Polyester/fleece clothes do not biodegrade and create a microplastics problem in our environment.

This article describes microplastic contamination found in extremely high levels across the Bay of Plenty moana. Tiny plastic particles have been found in shellfish and sediment.


"More than 220,000 tonnes of textiles end up in our landfills annually - that's about 44kg of waste per person every year." So says this Newshub article

"Every year here in New Zealand, we import over 380,000 tonnes of textile products, with well over half that amount ending up in landfill. In addition to greenhouse gas emissions from decomposing textiles, the synthetic and blended clothing which now makes up the bulk of what the world wears generates huge amounts of plastic pollution. A 2019 study found that around 87% of the microplastics polluting Auckland’s waterways came from synthetic textiles." This from The Spinoff.

Clothing placed in recycle bins are sorted and separated into good quality clothing and shoes which can be reused or worn. Damaged clothing is further sorted into grades to make industrial wiping clothes, blankets, furniture blankets, mattresses, car insulation and furniture padding.

"Usedfully is on a mission to create a viable textile recycling solution in New Zealand to help divert 220,000 tonnes of textiles from landfill each year."

What happens to waste textiles? Read about this initiative NZ Textile Reuse Programme.


You can reduce the need to purchase new clothing by buying good quality items that will last or can be easily repaired. Rather than buying new, see if clothing items can be repaired. Check out the Clothing - Alterations and Repair agents listed in the Yellow Pages.

Buy natural-fibre clothing wherever possible as this will reduce non-biodegradable waste.

Sew your own clothes and beat 'fast fashion'! Check out who is offering sewing classes in town.

Reduce the volume of microfibres polluting our oceans by washing your clothes less. (Yes, really!)

Tips to reduce microplastic waste from clothing:

  • Use your washing machine’s eco- or short-wash cycle. The longer clothes are washed, the more opportunity microplastics get to be released.
  • Wash similar textiles together. Harder fabrics, such as denim, can rub up against softer ones in the wash, which can release fibres.
  • Don’t wash your clothes as often. If you can, wash stains by hand.

Wash bags specifically designed to reduce microplastics waste to waterways can be purchased in New Zealand.


Donate your pre-loved clothing to secondhand/charity shops, and do your own shopping there too!

Share clothing with friends, attend clothes-swap events.

If you've got the space, store favourite clothing/textile articles - as fashion trends do come round again.

Worn or damaged clothing and sheets can be used around the house for dusters or cleaning cloths. Old clothing can be reused to make covers for quilts and cushions. Cut worn sheets/bedding and re-sew to get more wear out of them. 

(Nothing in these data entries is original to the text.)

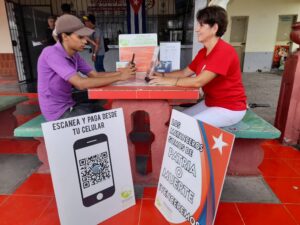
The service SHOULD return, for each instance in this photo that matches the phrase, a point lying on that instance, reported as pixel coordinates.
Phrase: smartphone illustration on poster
(94, 169)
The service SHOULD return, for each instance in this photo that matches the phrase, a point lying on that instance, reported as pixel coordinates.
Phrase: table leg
(246, 156)
(42, 155)
(159, 113)
(8, 122)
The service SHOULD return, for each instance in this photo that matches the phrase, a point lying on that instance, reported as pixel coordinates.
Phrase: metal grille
(171, 19)
(14, 32)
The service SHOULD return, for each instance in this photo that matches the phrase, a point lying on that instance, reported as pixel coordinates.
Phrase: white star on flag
(219, 143)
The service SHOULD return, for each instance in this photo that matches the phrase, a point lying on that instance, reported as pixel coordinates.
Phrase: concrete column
(5, 40)
(199, 4)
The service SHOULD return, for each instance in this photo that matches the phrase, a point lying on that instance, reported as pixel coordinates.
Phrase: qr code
(94, 169)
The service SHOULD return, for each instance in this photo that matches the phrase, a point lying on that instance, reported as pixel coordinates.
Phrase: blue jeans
(99, 63)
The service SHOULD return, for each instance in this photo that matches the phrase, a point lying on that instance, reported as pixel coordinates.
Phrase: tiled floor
(33, 202)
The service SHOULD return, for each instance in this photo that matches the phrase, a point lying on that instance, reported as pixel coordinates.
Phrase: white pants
(215, 116)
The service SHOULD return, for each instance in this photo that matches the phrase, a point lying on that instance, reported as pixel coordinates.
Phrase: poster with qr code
(90, 166)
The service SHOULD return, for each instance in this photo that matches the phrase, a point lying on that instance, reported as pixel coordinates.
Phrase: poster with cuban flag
(192, 175)
(136, 16)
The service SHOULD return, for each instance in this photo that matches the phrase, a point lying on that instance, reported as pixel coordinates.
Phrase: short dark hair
(212, 15)
(52, 17)
(66, 8)
(92, 18)
(59, 36)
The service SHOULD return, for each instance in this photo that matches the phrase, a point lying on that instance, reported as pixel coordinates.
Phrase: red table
(157, 101)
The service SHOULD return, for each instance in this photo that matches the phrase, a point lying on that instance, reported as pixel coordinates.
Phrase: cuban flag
(136, 16)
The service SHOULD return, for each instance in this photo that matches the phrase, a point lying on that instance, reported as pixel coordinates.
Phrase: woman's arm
(199, 81)
(178, 73)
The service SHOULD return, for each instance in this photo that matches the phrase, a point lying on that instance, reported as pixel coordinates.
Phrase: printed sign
(142, 45)
(170, 52)
(193, 171)
(90, 167)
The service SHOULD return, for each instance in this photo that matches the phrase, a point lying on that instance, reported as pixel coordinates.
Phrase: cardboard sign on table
(90, 167)
(193, 171)
(170, 52)
(142, 45)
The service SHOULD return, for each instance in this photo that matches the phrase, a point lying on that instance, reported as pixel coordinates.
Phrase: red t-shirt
(226, 90)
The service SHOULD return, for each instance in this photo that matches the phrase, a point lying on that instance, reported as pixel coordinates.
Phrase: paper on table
(36, 43)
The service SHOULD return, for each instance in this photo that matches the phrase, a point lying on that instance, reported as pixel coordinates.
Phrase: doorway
(238, 36)
(283, 44)
(27, 26)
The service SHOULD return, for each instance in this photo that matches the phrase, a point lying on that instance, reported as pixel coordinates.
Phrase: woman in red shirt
(217, 70)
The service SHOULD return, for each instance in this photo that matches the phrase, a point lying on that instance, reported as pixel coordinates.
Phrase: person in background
(58, 70)
(49, 40)
(98, 45)
(217, 70)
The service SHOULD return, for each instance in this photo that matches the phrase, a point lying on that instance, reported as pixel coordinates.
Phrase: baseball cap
(90, 18)
(71, 24)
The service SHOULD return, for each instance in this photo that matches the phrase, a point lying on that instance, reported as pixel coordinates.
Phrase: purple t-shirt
(55, 68)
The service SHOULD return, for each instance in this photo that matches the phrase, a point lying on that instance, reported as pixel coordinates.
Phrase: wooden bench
(8, 120)
(247, 153)
(33, 129)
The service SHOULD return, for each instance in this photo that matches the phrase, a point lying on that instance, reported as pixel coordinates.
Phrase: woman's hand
(157, 80)
(156, 74)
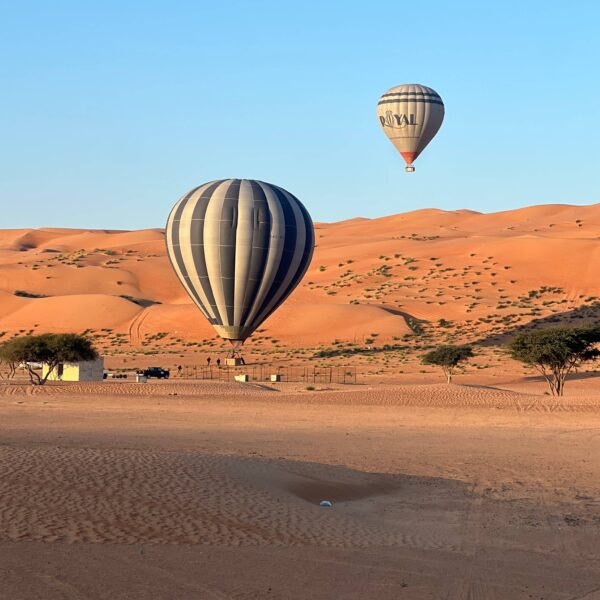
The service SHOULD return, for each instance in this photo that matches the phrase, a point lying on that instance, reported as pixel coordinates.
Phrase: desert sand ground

Consider remodelling/making clothes for good causes like Dress a Girl Around the World.


SaveMart has recycle bins onsite at the Whanganui Resource Recovery Centre, shopping centres and other locations around our region.

Does anyone want to set up a fabBRICK textile recycling operation here?!


Please keep polyester, nylon, microfibre (non-biodegradable) textiles from landfill as long as possible.